Natürlich ist es nicht die Absicht, mit dem Ausdruck Verhinderung Kritik oder Einwände rundweg zu verbieten, nur sollten sie bitte "massvoll" ausfallen. Das erinnert an den Satz von Friedrich Dürrenmatt, dass wir "gehorsame Demokraten" zu sein haben, und an den Ausspruch vom "landesüblichen Mass an Kritik" des früheren Bundesrats Rudolf Gnägi.
Widersprüchliche Meinungen sind fast immer ärgerlich. Das finden die Befürworter einer Sache von den Gegnern, aber die Gegner umgekehrt auch von den Befürwortern. Meistens ist die Hälfte der Menschheit vor den Kopf gestossen - von der anderen Hälfte.
Verhinderung ist ein Bulldozer-Begriff, der alles niederwalzen und die Bahn frei machen soll. Von einer Fundamentalopposition der Verhinderer zu sprechen, übersieht die Tatsache, dass es auch eine Fundamentalbejahung gibt, die genauso bedenklich ist.
Es gibt in Basel ein paar Projekte, die umstritten sind: Messe, Stadt-Casino und einige andere. Die Parteivertreter dieser Bauvorhaben scheinen unter dem Eindruck zu stehen, dass sie freie Fahrt haben. Dass nichts sie aufhalten kann oder darf. Dass sie über den Verfahrensweisen stehen. Sie legen ein Bauprojekt vor und sind "fassungslos", dass jemand Einspruch erhebt.
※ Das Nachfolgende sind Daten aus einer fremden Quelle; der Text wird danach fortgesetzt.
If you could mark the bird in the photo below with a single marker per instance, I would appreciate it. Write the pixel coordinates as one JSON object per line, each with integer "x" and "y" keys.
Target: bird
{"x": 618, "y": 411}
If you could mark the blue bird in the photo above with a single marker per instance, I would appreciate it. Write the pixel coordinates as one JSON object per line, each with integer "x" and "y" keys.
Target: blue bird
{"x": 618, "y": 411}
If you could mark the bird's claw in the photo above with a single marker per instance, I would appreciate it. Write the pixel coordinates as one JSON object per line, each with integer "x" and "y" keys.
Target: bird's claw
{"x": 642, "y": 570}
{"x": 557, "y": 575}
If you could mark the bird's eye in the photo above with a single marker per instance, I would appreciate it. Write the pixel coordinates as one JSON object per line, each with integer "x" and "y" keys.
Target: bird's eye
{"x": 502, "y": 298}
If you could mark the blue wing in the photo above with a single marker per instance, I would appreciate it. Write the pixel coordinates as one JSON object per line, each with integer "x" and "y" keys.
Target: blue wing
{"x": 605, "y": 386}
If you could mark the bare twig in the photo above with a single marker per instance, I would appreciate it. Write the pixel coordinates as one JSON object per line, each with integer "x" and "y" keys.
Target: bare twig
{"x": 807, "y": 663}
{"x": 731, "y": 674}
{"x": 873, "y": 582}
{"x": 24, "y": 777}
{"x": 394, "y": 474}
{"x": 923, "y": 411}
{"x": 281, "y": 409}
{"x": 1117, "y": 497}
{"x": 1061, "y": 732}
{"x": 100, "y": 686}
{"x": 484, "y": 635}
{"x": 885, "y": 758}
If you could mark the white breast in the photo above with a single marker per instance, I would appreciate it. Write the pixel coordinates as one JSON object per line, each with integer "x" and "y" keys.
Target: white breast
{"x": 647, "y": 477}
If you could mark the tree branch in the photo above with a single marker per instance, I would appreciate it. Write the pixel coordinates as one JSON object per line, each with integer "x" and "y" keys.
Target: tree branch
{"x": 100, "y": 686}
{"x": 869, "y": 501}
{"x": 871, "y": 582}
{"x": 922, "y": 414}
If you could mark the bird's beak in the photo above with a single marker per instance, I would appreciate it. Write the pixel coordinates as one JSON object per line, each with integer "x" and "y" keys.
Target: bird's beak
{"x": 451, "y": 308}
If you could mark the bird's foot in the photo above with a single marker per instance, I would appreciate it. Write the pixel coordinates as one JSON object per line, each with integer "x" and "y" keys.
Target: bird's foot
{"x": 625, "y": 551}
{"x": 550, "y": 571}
Sie betrachten die Stadt wie selbstverständlich als ihr Eigentum, ihre Spielweise. Man kann daher kaum behaupten, dass die Zukunft Basels auf dem Spiel steht, aber offen lassen, ob vielleicht eine bessere vereitelt wird.
Beim Messebau geht es weder um die Bedeutung der Messe, noch den Kopfbau, das regionale Baugewerbe oder Arbeitsplätze, sondern darum, ob Einsprachen zulässig sind oder ob sie es, weil die Zeit "wahnsinnig knapp" wird, nicht sind. Beim Stadt-Casino handelt es sich um das Lieblingskind einiger Protagonisten, die jede öffentliche Auseinandersetzung, jede Infragestellung als Verhinderung ihres Projekts bezeichnen. Ob es sich um einen architektonisch herausragenden oder überdimensionierten, verfehlten Bau handelt, ist nicht entschieden. Profilstangen würden genügen, um die Diskussion zu versachlichen, eine Propagandalawine kaum.
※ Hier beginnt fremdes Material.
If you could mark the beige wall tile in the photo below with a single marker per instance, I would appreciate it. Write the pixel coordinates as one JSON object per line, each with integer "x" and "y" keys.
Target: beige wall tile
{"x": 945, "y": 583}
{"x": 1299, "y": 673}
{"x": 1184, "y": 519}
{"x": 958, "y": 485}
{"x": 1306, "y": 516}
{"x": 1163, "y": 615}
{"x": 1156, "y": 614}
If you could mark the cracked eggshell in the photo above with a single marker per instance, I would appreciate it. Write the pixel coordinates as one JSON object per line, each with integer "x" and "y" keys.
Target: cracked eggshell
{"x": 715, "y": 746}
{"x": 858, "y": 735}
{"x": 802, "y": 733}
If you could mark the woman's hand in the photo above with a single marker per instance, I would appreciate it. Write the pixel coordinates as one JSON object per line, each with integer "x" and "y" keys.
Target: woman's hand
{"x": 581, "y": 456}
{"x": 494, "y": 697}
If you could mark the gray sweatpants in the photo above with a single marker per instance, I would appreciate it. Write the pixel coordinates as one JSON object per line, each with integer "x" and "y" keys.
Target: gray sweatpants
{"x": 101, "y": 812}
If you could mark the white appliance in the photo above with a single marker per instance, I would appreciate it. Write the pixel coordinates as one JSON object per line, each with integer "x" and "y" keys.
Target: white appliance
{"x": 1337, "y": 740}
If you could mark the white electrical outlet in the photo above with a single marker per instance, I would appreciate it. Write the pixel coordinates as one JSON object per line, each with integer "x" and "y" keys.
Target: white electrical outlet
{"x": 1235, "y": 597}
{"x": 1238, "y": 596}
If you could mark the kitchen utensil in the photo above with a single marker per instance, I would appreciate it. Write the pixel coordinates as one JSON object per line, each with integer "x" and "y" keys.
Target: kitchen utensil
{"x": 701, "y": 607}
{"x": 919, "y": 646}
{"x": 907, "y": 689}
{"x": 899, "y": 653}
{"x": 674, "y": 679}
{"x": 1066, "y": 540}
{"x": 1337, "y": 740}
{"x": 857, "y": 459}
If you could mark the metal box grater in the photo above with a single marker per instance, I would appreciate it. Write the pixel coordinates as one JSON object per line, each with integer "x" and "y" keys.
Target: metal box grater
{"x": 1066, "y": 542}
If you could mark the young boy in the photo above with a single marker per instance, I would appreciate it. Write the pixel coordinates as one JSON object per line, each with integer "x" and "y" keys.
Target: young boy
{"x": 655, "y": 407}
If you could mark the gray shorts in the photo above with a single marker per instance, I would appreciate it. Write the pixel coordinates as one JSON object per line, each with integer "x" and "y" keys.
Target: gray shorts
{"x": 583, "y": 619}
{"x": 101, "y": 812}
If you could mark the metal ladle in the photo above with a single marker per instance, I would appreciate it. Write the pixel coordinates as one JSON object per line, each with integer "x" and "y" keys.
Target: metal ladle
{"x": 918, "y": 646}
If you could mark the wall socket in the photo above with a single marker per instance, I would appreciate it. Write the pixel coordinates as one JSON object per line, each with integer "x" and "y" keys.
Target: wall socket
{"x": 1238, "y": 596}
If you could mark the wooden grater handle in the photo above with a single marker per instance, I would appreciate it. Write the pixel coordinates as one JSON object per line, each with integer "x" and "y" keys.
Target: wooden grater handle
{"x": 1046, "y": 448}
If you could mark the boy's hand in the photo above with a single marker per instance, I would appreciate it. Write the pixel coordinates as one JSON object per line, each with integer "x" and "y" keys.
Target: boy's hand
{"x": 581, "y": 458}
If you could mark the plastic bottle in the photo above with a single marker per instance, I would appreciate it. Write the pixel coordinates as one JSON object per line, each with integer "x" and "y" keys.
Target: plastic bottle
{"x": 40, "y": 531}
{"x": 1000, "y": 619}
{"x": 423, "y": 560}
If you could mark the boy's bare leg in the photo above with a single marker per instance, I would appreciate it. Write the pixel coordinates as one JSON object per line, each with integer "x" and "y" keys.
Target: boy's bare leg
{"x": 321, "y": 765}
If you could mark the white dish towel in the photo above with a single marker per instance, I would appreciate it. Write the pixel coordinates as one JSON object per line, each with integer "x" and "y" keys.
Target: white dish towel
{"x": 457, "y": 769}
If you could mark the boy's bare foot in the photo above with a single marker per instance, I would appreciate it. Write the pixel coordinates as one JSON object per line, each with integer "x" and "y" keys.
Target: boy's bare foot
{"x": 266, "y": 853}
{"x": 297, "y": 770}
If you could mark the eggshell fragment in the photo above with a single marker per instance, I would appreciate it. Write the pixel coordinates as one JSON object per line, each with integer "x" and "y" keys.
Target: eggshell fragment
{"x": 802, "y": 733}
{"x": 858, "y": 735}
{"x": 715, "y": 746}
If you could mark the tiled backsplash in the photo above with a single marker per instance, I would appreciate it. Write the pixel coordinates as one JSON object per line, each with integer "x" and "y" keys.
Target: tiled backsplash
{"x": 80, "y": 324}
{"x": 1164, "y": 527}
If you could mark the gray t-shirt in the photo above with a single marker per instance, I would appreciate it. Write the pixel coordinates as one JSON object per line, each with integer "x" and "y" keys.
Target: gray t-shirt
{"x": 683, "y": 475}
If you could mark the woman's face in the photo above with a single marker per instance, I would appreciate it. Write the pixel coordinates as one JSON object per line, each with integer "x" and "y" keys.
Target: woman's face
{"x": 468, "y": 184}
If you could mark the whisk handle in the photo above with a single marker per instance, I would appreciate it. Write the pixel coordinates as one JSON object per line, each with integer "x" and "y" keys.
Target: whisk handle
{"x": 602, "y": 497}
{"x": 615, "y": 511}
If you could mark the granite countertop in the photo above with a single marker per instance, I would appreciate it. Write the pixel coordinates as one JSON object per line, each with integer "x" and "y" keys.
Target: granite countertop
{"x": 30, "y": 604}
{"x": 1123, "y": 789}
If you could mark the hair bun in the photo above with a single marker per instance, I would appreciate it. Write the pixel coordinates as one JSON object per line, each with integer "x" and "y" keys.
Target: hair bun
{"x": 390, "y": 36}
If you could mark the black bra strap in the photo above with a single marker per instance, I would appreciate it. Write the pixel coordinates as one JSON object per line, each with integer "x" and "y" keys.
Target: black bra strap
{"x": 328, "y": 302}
Vielleicht muss man manchmal aktiv werden, um etwas zu verhindern. Zum Beispiel, dass Basel grössenwahnsinnig wird, wenn wieder ein Stellwerk oder so eingeweiht wird.
Ob Basel in eine Schlaf- und Gartenzwergstadt zu versinken droht oder in eine Turbo-Stadt verwandelt werden soll, ist eine offene Frage. Es ist das gute Recht aller, sich gegen die Entwicklung zu wehren. Auch sich dafür einzusetzen ist möglich. Zuletzt kommt es darauf an, für die auftretenden Probleme eine Lösung zu finden, mit der alle leben können.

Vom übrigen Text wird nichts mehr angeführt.